I don't know about you, but I'm a bit scared about what will happen to my body as I get older. I've read all about the importance of bone density and muscle mass, as well as how challenging it can be to lose weight after menopause. In case you're a bit nervous too, I'm sharing what kind of workout programs I do, as a personal trainer, to give me peace of mind that I'm covering all the bases as I age.
I've dealt with aches and pains from a young age due to a little hyper-mobility, so I've been thinking about these things for a long time.
Here's what my WELL RESEARCHED weekly routine looks like this month:
- I do two pretty intense full-body workouts that include resistance training, core exercises, and a bit of cardio.

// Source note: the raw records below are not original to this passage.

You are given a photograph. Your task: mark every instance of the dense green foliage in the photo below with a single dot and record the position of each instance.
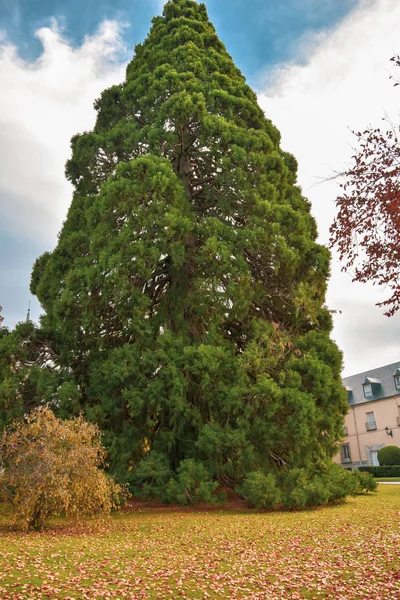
(185, 297)
(389, 456)
(365, 482)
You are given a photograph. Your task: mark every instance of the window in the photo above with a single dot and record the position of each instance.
(346, 453)
(368, 393)
(371, 423)
(397, 381)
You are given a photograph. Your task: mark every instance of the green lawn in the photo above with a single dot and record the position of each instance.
(346, 552)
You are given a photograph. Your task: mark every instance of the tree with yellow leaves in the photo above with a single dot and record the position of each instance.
(52, 466)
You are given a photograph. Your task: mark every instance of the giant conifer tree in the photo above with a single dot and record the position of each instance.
(186, 293)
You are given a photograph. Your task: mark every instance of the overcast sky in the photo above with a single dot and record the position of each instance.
(320, 68)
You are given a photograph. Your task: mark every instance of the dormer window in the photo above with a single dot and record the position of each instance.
(396, 377)
(368, 393)
(371, 387)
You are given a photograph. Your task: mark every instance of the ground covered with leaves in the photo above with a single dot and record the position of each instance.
(347, 552)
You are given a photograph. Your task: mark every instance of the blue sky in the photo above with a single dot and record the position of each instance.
(319, 67)
(258, 33)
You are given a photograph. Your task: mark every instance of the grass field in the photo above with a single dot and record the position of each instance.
(350, 551)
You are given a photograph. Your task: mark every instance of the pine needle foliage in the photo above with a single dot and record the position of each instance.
(187, 289)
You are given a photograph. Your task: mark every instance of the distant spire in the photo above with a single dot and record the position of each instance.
(28, 314)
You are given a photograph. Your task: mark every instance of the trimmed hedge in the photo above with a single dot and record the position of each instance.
(393, 471)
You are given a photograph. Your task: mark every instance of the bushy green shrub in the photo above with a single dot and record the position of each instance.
(299, 489)
(339, 482)
(365, 482)
(389, 456)
(260, 490)
(152, 475)
(191, 484)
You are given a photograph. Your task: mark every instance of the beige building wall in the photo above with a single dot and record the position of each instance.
(366, 433)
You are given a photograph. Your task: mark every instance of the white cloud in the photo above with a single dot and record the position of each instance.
(42, 105)
(343, 84)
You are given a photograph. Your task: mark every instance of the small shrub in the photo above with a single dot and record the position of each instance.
(339, 482)
(52, 467)
(192, 484)
(152, 475)
(300, 489)
(260, 490)
(389, 456)
(365, 482)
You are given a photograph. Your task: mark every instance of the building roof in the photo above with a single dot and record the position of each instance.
(382, 380)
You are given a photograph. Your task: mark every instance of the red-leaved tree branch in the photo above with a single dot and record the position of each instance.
(366, 231)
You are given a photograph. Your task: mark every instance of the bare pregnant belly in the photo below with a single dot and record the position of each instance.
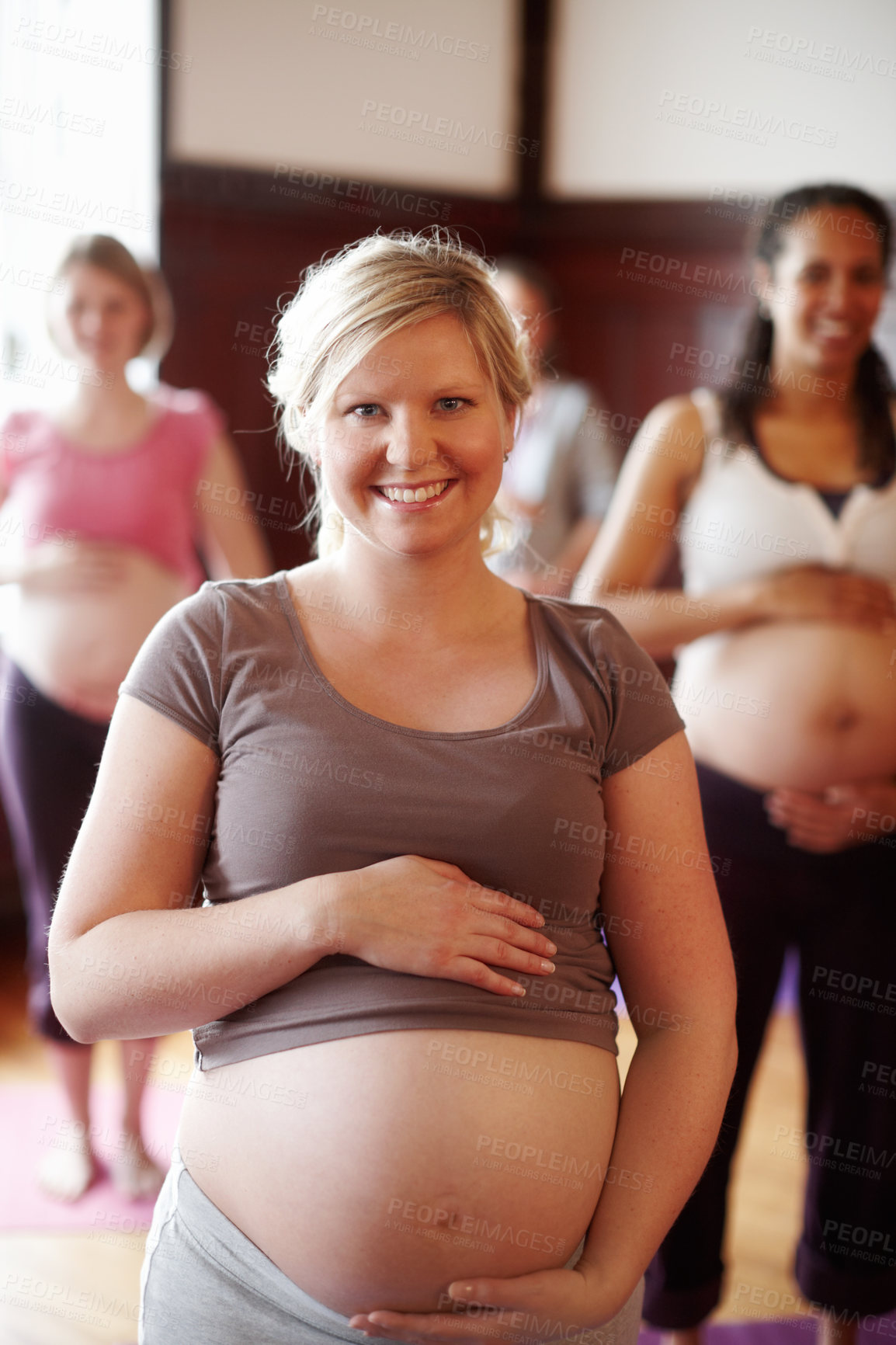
(77, 647)
(804, 704)
(374, 1170)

- I average 7000 steps a day.
AND THAT'S ALL.
Last month, my weekly routine looked like this:
- 1 run
- 1 core workout
- 1 upper body workout
- 1 yard work session
- An average of 7500 steps a day
(I can create a program for you inside 1:1 Personal Training or Buddy Personal Training).
If you want to create a DIY exercise program that supports aging, here are the most important elements to include:
- Resistance training (along with increased protein intake) to build muscle mass
- 'Core proper' training* See below.
- Daily activity, such as steps, yard work, or light aerobic exercises
- Management of posture, misalignment, and aches and pains. By including mobility drills, stretches, and self-myofascial release (I usually incorporate these into my warm-ups and cool-downs).
I understand this may seem like a lot. Do you have any questions? Feel free to send me a message. It's always helpful to know what you would like to hear more about in these emails.
I love resistance training because it helps me feel toned and maintain muscle mass, which is essential for keeping my body looking young!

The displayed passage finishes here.